Our Story

The history of BRWC/FOB began through the merger of two organizations: the Friends of the Blackstone and the Blackstone River Watershed Council.

How Friends of the Blackstone (FOB) began

The history of the Friends of the Blackstone (FOB), began in 1990. The organization led the way to getting local residents involved in cleanups, the first one being the Captain Wilbur Kelly House. As a result, the Kelly House is now the centerpiece of the Blackstone River State Park. The largest cleanup completed by FOB involved 278 volunteers at multiple sites including the Fanning Wilderness Area, part of the Valley Falls marsh. This site turned into a multi-year project. FOB removed over 10,000 tires and tons of debris from the area. As a result, it is now breathtakingly beautiful and the bike path travels through the heart of it.

The success of these cleanups required partnerships with local residents, businesses, and governments at both the state and federal levels. FOB also urged the RI DEM Fish and Wildlife Division to stock the river with trout and begin a diadromous fish study to bring herring back to the Blackstone River by building a series of fish ladders from Pawtucket to Cumberland.

The History of Blackstone River Watershed Council (BRWC)

The BRWC, founded in 1997, addressed an agenda of involvement in watershed planning. BRWC worked with RI DEM on a Blackstone River Action Plan. In addition, they helped to establish the nation’s first River’s Day and cleanups (e.g., Earth Day), advocacy and education. On October 23, 2004, the membership voted to restructure and reorganization into an autonomous 501(c)(3) corporation. The Blackstone River Watershed Council was incorporated in the State of Rhode Island on March 30, 2005 and given 501(c)(3) status in August 2006, which became effective on January 28, 2005.

Merger of the two organizations

In 2006, the Blackstone River Watershed Council began to explore a merger between themselves and the Friends of the Blackstone.
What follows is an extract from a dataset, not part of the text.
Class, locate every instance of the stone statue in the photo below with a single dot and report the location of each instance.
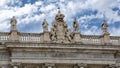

The merger took place later that same year. The organization’s name became the Blackstone River Watershed Council/Friends of the Blackstone (BRWC/FOB).

In addition, the organization was designated by the State of Rhode Island as the official stewards of the Blackstone River. This designation allows the BRWC/FOB to have standing in watershed-related projects.

In 2010, the US Environmental Protection Agency awarded us a Technical Assistance Grant (TAG) to guide us in commenting on all the phases of the remediation process for the Peterson Puritan Superfund Site OU-2. As such, BRWC/FOB disseminates the data from the site and reports it to the local residents in language that is understandable via newsletters, meetings and our website. See PPS intranet project.

As we continue to move forward…

The BRWC/FOB continues to remove tons of debris from the river and watershed. (See pictures below of just a few items we have removed from a single location). To date, we have removed over 25,000 tires from critical areas of the watershed. The in-kind service dollars of volunteer hours are in the hundreds of thousands of dollars.

Frank Matta, a director of the Blackstone River Watershed Council, removed this from the river's edge

Frank removed this driveshaft from the riverbank with the help of Paul

Josh worked for volunteers from the Blackstone River Watershed Council to remove this buried debris

Josh dug this out near the river

Paul and Vin both with the Blackstone River Watershed Council are proud to have removed this debris from the river's edge

Paul and Vin are ecstatic over their latest findings near the river

Frank Matta with an old carpet buried for years near the Blackstone River

This is a large piece of carpet that had been buried near the river for many years

Paul Swack, a volunteer with the Blackstone River Watershed Council, with a chain around a driveshaft ready to be removed

Paul standing near the driveshaft sticking out near the riverbank

John Marsland, President of the Blackstone River Watershed Council, with 2 engine blocks removed from the watershed

John and Frank removed 2 engine blocks from along the river









One of our main goals is to educate the public about the aquatic life the river supports. For example, “Trout in the Classroom” offers students a chance to raise fish in school. The students then bring the fish to the river and release them.  Our “River Rat Program” provides students with hands-on knowledge about river ecology.

Today we have the “Friends of the Blackstone Environmental Center” also known as Sycamore Landing located along the Blackstone River in Manville.  With our Center, we have the tools to teach and show the community how important the Blackstone River watershed is to our everyday life and why we need to love and protect it for our own wellbeing and our quality of life.